Pylvänäinen Joanna W, Grobe Hanna, Jacquemet Guillaume
Turku Bioscience Centre, University of Turku and Åbo Akademi University, FI-20520 Turku, Finland.
Faculty of Science and Engineering, Cell Biology, Åbo Akademi University, FI-20520 Turku, Finland.
J Cell Sci. 2025 Apr 1;138(7). doi: 10.1242/jcs.263801. Epub 2025 Apr 7.

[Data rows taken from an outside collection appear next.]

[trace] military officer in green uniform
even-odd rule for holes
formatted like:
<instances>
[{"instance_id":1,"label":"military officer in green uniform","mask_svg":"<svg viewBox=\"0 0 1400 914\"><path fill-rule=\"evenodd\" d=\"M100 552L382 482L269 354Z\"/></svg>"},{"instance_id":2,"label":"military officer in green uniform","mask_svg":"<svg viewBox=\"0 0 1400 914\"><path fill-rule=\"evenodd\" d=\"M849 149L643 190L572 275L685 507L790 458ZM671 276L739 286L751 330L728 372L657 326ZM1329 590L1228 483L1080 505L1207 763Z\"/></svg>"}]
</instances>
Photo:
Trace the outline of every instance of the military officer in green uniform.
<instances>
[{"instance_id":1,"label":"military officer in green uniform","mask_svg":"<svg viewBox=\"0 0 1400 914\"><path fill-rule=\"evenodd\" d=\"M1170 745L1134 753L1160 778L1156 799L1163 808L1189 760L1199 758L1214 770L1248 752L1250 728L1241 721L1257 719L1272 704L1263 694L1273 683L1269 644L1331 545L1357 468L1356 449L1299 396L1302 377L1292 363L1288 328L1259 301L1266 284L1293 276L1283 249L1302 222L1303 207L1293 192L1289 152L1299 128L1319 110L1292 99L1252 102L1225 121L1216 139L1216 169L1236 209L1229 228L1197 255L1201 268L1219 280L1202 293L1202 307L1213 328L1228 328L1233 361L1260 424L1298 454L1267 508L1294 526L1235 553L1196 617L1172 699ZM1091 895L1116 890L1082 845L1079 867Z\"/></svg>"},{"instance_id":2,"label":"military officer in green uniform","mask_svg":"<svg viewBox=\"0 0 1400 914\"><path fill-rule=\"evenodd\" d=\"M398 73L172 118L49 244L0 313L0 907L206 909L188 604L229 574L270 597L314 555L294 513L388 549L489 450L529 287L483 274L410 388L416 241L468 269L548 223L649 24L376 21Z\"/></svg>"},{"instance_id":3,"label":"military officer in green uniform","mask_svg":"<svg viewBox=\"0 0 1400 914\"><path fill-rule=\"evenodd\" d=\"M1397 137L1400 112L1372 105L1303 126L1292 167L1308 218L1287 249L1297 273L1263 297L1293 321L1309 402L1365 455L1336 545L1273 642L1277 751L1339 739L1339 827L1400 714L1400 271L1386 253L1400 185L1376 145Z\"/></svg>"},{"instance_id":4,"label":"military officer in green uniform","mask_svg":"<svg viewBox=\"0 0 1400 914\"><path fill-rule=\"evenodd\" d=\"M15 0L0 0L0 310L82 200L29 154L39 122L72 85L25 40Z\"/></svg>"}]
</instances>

Data exploration is an essential step in quantitative cell biology, bridging raw data and scientific insights. Unlike polished, published figures, effective data exploration requires a flexible, hands-on approach that reveals trends, identifies outliers and refines hypotheses. This Opinion offers simple, practical advice for building a structured data exploration workflow, drawing on the authors' personal experience in analyzing bioimage datasets. In addition, the increasing availability of generative artificial intelligence and large language models makes coding and improving data workflows easier than ever before. By embracing these practices, researchers can streamline their workflows, produce more reliable conclusions and foster a collaborative, transparent approach to data analysis in cell biology.
数据探索是定量细胞生物学中的一个重要步骤,它连接着原始数据和科学见解。与经过润色的已发表图表不同,有效的数据探索需要一种灵活的、亲自动手的方法,以揭示趋势、识别异常值并完善假设。本观点文章借鉴作者在分析生物图像数据集方面的个人经验,为构建结构化的数据探索工作流程提供了简单实用的建议。此外,生成式人工智能和大语言模型的日益普及使编码和改进数据工作流程比以往任何时候都更容易。通过采用这些方法,研究人员可以简化工作流程,得出更可靠的结论,并在细胞生物学数据分析中培养一种协作、透明的方法。